Por Guillermo Fabela
(02 de julio, 2014).- Es muy favorable para el país que la selección nacional de fútbol no haya pasado a cuartos de final en la Copa del Mundo de Brasil. La derrota ante Holanda, puso fin a una distracción muy costosa en términos sociales, económicos y políticos. Los grandes perdedores fueron el duopolio televisivo y Enrique Peña Nieto, quienes dejaron de recibir ganancias concretas y virtuales que ya tenían en la bolsa. En adelante, los mexicanos volverán a la realidad de la que se alejaron dos semanas, para soñar en un objetivo anodino, social y económicamente.
El entrenador de la selección, Miguel Herrera, alias “El Piojo”, había sido ya convertido en el salvador de la patria. De haber seguido avanzando en el torneo mundialista, habría sido designado tan benemérito como Benito Juárez. Televisa se habría encargado de colocarlo al nivel de los prohombres de México, un ejemplo para las generaciones futuras. Y claro, el primer sorprendido habría sido él mismo. Con todo, no le hubiera quedado de otra que dejarse llevar por los acontecimientos, que le redituarían jugosas ganancias.

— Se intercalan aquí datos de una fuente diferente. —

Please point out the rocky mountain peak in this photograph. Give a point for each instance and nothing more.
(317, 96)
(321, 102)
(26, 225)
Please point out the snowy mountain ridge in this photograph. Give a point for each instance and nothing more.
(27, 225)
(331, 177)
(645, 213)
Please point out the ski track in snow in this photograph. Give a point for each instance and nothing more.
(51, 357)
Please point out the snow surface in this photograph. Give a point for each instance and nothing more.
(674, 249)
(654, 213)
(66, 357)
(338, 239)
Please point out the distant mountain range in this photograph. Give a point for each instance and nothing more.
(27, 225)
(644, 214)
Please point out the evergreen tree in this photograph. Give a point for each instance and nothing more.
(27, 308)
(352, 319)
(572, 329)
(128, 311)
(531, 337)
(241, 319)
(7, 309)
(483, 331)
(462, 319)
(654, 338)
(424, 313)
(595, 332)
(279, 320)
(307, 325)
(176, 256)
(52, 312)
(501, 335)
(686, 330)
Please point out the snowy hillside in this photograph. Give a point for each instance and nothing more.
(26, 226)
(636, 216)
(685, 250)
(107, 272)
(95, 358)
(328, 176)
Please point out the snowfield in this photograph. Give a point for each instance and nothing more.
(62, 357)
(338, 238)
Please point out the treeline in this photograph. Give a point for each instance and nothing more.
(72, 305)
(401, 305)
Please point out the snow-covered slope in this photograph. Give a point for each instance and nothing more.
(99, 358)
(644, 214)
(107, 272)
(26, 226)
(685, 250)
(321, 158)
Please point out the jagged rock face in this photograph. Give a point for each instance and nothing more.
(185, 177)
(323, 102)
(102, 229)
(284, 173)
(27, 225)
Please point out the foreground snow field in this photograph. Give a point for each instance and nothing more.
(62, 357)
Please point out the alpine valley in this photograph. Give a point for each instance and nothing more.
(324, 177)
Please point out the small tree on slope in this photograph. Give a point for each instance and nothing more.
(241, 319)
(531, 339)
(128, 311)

Se acabó el mundial para los mexicanos, lo que es muy saludable bajo cualquier punto de vista. El grupo en el poder se habría aprovechado de la feliz circunstancia de pasar a cuartos de final para enajenar más a la población, hacerla olvidarse de los problemas más graves del país, sentirse plenamente satisfecha de la vida que está llevando, aunque no se tenga empleo y con muchas dificultades se logre sobrevivir. El duopolio televisivo habría tenido pretexto para incrementar sus tarifas publicitarias, exigir mejor trato al gobierno y que ya no se pierda más tiempo en la aprobación de las leyes secundarias de telecomunicaciones que tanto lo favorecen.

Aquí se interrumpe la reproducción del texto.